In the new production environment in the cloud with DevOps tools and fully automated CI/CD pipelines, some areas remain overlooked or unaddressed and become part of a new realm for attackers to exploit. Attackers are fast to adapt to the shift towards the cloud operating model and cloud-native technologies and to the dominating operating system (OS) upon which they run, and the number of cloud-based attacks significantly grows.
Given its open-source nature, Linux is generally considered to be more secure and requires less maintenance, making it the ideal OS for backend servers and maintaining off-site machines. With the rapid rise in cloud production, Linux dominates the backend infrastructure of the top CSPs and is used to manage90 percent of the workloads in the cloud (including Azure, with more than half of its virtual machines running on Linux).
As the common standard for remote access to Linux (and Unix-like) and machine and servers (and more and more Windows machines), Secure Shell (SSH) is widely used in the production environment. From developers running scripts to connect to several servers at once for tests, through configuration management software (like Terraform, Chef, Puppet, Ansible) that connect to hosts to make local changes, and CI/CD automation tools that connect to production servers to configure runtimes and push builds.
Attackers, who often take the “Living of the Land” (LotL) approach, take advantage of preinstalled services and tools and abuse their built-in capabilities to execute parts of their attacks. As the common standard for administration and remote access, SSH becomes a natural target for attackers. Although the protocol is inherently secure, the authentication mechanism, the machine identities and client-server configuration are prone to abuse.

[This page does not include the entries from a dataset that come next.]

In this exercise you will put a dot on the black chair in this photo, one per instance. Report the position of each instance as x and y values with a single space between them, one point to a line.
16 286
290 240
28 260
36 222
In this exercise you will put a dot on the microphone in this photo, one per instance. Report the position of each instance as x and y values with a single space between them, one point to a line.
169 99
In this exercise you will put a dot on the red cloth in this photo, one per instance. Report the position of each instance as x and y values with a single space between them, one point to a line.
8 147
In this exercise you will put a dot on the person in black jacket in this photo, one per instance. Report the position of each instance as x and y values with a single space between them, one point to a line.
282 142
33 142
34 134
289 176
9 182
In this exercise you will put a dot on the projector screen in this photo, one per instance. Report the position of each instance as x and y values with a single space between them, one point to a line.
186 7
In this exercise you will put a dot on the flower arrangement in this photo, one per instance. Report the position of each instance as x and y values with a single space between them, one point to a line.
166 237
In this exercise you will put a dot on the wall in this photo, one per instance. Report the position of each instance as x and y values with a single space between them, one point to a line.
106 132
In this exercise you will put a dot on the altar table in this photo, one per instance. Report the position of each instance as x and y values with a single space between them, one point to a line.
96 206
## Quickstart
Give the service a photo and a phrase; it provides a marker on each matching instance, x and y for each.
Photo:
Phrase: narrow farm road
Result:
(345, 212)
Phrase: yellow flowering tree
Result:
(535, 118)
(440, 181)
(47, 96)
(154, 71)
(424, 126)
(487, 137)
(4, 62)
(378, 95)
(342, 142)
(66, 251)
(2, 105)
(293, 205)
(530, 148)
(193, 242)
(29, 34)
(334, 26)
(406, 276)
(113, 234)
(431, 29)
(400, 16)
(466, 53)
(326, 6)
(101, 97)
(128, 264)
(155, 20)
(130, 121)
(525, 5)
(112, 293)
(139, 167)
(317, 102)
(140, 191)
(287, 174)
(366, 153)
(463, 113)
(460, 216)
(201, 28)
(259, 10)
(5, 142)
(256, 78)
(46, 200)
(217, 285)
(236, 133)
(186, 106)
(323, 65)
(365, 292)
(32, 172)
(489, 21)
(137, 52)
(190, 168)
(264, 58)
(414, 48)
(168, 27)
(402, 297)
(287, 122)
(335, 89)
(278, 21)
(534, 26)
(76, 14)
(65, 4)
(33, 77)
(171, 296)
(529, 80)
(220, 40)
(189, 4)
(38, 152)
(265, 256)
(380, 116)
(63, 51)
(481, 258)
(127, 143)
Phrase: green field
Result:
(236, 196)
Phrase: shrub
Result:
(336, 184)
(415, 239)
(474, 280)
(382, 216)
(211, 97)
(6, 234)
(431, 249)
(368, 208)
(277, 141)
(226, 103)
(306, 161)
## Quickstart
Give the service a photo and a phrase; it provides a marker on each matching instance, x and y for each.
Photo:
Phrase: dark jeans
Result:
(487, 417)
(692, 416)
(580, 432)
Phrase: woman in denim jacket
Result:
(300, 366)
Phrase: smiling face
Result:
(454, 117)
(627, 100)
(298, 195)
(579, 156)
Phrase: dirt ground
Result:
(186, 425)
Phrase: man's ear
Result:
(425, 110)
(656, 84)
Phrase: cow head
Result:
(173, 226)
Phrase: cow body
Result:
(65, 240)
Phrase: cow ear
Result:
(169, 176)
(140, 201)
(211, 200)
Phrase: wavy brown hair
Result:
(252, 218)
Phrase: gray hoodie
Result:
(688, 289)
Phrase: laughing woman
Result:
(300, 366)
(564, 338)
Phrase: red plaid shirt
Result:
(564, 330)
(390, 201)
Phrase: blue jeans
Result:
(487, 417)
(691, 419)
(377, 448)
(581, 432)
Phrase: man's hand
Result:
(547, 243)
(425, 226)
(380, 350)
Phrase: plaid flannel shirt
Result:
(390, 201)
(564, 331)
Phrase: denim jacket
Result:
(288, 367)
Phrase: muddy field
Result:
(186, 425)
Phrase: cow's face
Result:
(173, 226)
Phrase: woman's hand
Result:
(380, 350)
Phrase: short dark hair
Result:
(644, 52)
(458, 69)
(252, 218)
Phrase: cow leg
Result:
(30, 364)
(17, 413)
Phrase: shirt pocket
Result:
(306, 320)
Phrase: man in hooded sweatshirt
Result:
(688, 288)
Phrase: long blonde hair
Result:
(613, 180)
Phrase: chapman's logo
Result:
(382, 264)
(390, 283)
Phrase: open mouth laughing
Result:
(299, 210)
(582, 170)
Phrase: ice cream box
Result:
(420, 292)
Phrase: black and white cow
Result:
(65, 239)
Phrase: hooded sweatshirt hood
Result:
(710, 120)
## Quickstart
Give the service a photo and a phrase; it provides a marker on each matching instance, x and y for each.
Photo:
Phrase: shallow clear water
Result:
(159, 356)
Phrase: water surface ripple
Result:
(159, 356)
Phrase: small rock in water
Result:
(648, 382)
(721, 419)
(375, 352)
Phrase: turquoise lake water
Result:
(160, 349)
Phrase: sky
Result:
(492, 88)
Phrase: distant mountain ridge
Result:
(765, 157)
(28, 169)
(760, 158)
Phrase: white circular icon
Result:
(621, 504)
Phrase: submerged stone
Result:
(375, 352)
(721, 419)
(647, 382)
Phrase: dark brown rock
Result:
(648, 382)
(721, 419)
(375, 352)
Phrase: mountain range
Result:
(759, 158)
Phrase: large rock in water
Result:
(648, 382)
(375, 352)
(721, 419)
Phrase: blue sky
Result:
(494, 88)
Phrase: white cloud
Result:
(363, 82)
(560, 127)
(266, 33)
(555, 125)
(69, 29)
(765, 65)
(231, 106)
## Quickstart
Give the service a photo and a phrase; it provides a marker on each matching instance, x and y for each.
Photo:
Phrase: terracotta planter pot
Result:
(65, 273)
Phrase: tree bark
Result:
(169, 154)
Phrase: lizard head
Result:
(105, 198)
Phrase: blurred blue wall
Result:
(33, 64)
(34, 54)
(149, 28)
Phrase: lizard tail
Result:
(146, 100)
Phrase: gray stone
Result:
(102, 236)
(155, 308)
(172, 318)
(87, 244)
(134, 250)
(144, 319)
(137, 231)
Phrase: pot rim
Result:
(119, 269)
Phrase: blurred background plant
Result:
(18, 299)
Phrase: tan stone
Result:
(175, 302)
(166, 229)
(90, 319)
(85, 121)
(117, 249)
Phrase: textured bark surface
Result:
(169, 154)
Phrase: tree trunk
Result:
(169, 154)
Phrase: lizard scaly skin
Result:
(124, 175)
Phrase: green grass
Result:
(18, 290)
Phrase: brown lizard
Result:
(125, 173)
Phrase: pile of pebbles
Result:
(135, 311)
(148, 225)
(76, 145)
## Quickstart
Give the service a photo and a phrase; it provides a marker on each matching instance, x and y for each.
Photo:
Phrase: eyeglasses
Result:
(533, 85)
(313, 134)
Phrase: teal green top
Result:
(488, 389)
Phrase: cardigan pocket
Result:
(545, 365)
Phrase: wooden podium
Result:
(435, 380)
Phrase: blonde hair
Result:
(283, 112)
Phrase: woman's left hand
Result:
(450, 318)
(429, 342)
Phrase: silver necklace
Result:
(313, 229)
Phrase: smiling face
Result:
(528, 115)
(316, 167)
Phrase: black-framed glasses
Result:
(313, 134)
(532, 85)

Attackers from all range of sophistication use SSH to maintain persistence on a target, evade defense mechanisms and laterally move to other adjacent machines. The matrix below maps the Tactics and Techniques from MITRE’s ATT&CK framework used today by attackers targeting Linux servers in the cloud through SSH:
Initial AccessT1133: External Remote ServicesBrute Force
Exposing an application service to the internet is a common misconfiguration that allows access to an internal system from anywhere and acts as a common attack vector. Attackers leverage external-facing remote services as a point of entry to an application hosted in the cloud, aiming to compromise the underlying instance.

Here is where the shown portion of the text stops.